Comparez ces deux incipits de roman (procédés, niveau de langue, contenus narratifs) :
Si vous voulez vraiment que j'en parle, la première chose que vous voudrez sans doute savoir, c’est où je suis né,
et quel genre d'enfance pourrie j'ai eu, et ce que faisaient
mes parents avant de m’avoir, et toutes ces conneries à la David
Copperfield, mais j’ai pas envie de rentrer là-dedans, si vous voulez savoir la vérité. D'abord, ce genre
de truc m'embête et deuxièmement, mes parents auraient chacun environ
deux attaques, si je racontais des trucs plutôt personnels sur eux. Ils sont assez susceptibles à propos de ce genre de choses,
spécialement mon père. Ils sont sympa et tout – je dis pas le contraire – mais ils sont aussi terriblement susceptibles. D'ailleurs, je ne
vais pas vous faire ma putain d'autobiographie en entier. Je vais juste vous
raconter ce truc de dingue qui m’est arrivé vers le dernier Noël
juste avant que je sois pas mal déglingué et que je sois obligé de venir ici me
remettre. Je veux dire, c'est tout ce que j'ai dit à D.B. et il est mon frère et
tout. Il est à Hollywood. C’est pas trop loin de cette foutue baraque et
il vient me voir pratiquement chaque week-end. Il va me
ramener à la maison quand je rentrerai chez moi, le mois prochain peut-être. Il vient de se payer une Jaguar. Une de ces petites merveilles anglaises
qui font environ du trois cents à l’heure. Ça lui a coûté pas loin
de quarante mille balles. Il est plein aux as à présent. C'était pas comme ça avant. Avant,
il était juste un écrivain normal quand il était à la maison. Il a écrit
ce super livre de nouvelles, Le Secret du poisson rouge, au cas où vous n'auriez jamais entendu parler de lui. La meilleure dedans, c’était "Le Secret du poisson rouge". C'était à propos d’un petit gosse qui voulait laisser personne
regarder son poisson rouge parce qu’il l’avait acheté avec
ses propres sous. Ça m’a tué. Maintenant il est à Hollywood, D.B., à se
prostituer. S’il y a une chose dont j’ai horreur c’est les films. Ne m’en parlez jamais.

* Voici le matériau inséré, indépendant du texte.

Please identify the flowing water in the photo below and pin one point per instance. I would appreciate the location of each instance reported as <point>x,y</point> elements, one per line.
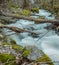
<point>46,40</point>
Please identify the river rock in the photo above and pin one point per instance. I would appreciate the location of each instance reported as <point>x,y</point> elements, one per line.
<point>35,52</point>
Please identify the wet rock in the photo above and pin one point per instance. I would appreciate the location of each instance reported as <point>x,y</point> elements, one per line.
<point>35,53</point>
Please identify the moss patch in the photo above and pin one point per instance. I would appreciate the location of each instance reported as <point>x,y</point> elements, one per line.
<point>35,10</point>
<point>5,57</point>
<point>26,12</point>
<point>45,58</point>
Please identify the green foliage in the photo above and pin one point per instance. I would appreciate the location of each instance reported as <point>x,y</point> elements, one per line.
<point>5,57</point>
<point>35,10</point>
<point>12,4</point>
<point>12,41</point>
<point>11,63</point>
<point>41,17</point>
<point>18,48</point>
<point>26,53</point>
<point>26,12</point>
<point>45,58</point>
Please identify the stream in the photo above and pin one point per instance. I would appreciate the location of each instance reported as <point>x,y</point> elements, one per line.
<point>46,40</point>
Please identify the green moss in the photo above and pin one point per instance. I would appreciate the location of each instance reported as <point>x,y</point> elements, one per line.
<point>5,57</point>
<point>18,48</point>
<point>35,10</point>
<point>11,63</point>
<point>26,53</point>
<point>12,41</point>
<point>45,58</point>
<point>41,17</point>
<point>26,12</point>
<point>12,4</point>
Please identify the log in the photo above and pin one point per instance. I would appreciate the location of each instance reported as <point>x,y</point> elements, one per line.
<point>30,18</point>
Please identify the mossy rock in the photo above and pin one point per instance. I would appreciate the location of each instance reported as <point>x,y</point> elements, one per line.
<point>16,47</point>
<point>5,57</point>
<point>12,41</point>
<point>12,4</point>
<point>35,10</point>
<point>41,17</point>
<point>26,12</point>
<point>26,52</point>
<point>45,58</point>
<point>11,63</point>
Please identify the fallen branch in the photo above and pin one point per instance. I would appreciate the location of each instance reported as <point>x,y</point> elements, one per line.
<point>30,18</point>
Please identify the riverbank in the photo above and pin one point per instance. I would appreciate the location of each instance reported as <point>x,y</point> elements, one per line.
<point>13,54</point>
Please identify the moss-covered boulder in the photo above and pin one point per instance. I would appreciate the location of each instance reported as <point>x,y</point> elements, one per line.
<point>35,10</point>
<point>26,12</point>
<point>5,57</point>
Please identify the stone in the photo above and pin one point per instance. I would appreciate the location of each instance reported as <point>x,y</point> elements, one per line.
<point>35,53</point>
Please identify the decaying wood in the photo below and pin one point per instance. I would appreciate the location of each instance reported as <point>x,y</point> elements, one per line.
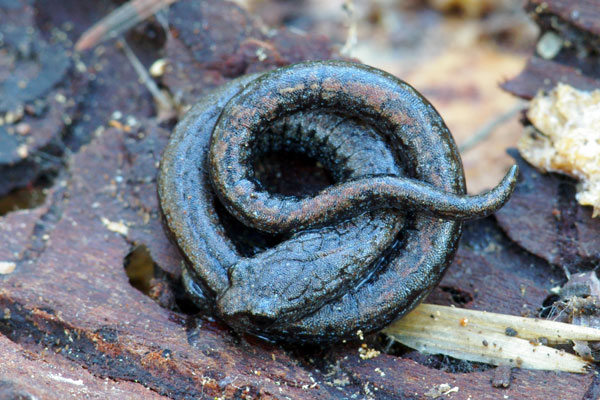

Salinger, L'Attrape-coeurs, 1951.
Vous allez sans doute croire que j’invente pour
avoir l’air mieux que je suis en réalité ou plus malin ou pour me vanter
d’avoir de la chance, mais c’est faux. En plus, bien des choses qui me
sont arrivées jusqu’ici dans la vie – je vais en parler sous peu – me
feraient plutôt passer pour quelqu’un de mauvais ou de carrément bête ou
pour une victime de circonstances tragiques. Ça ne prouve pas, je m’en
rends bien compte, que je sois en train de dire la vérité. Mais si je
voulais me faire passer pour meilleur que je suis ou pour plus
intelligent ou me donner l’air d’être en quelque sorte le maître de ma
destinée, je le pourrais. Seulement, la vérité est plus intéressante que
tout ce que je suis capable d’inventer et c’est d’abord pour ça que je
m’y tiens.
Quoi qu’il en soit, mon existence est devenue
intéressante, disons, l’été de mes quatorze ans. J’étais à fond dans la
fumette et comme j’avais pas d’argent pour m’acheter de l’herbe je me
suis mis à fouiner tout le temps dans la maison pour dénicher des trucs à
vendre – mais il n’y avait pas grand-chose. Ma mère, qui était encore
un peu comme ma meilleure amie, et Ken mon beau-père avaient une maison
assez convenable que ma mère avait obtenue de mon vrai père il y a une
dizaine d’années au moment de leur divorce. À l’écouter, ce n’est pas
une maison qu’elle a reçue mais des traites à payer, et de mon père elle
ne dit pratiquement rien – c’est ma grand-mère qui se charge d’en
parler. Ma mère et Ken avaient des boulots minables et ne possédaient
rien à voler, du moins rien dont ils n’auraient aussitôt remarqué la
disparition. Ken faisait de l’entretien à la base aérienne, c’est-à-dire
en réalité du nettoyage, mais il se disait technicien des services du
bâtiment. Quant à ma mère, elle était aide-comptable à l’hôpital, ce qui
est également un boulot nul où on fait que regarder un écran
d’ordinateur toute la journée en tapant sur des touches pour y mettre
des chiffres.
Russell Banks, Sous le règne de Bone, 1995.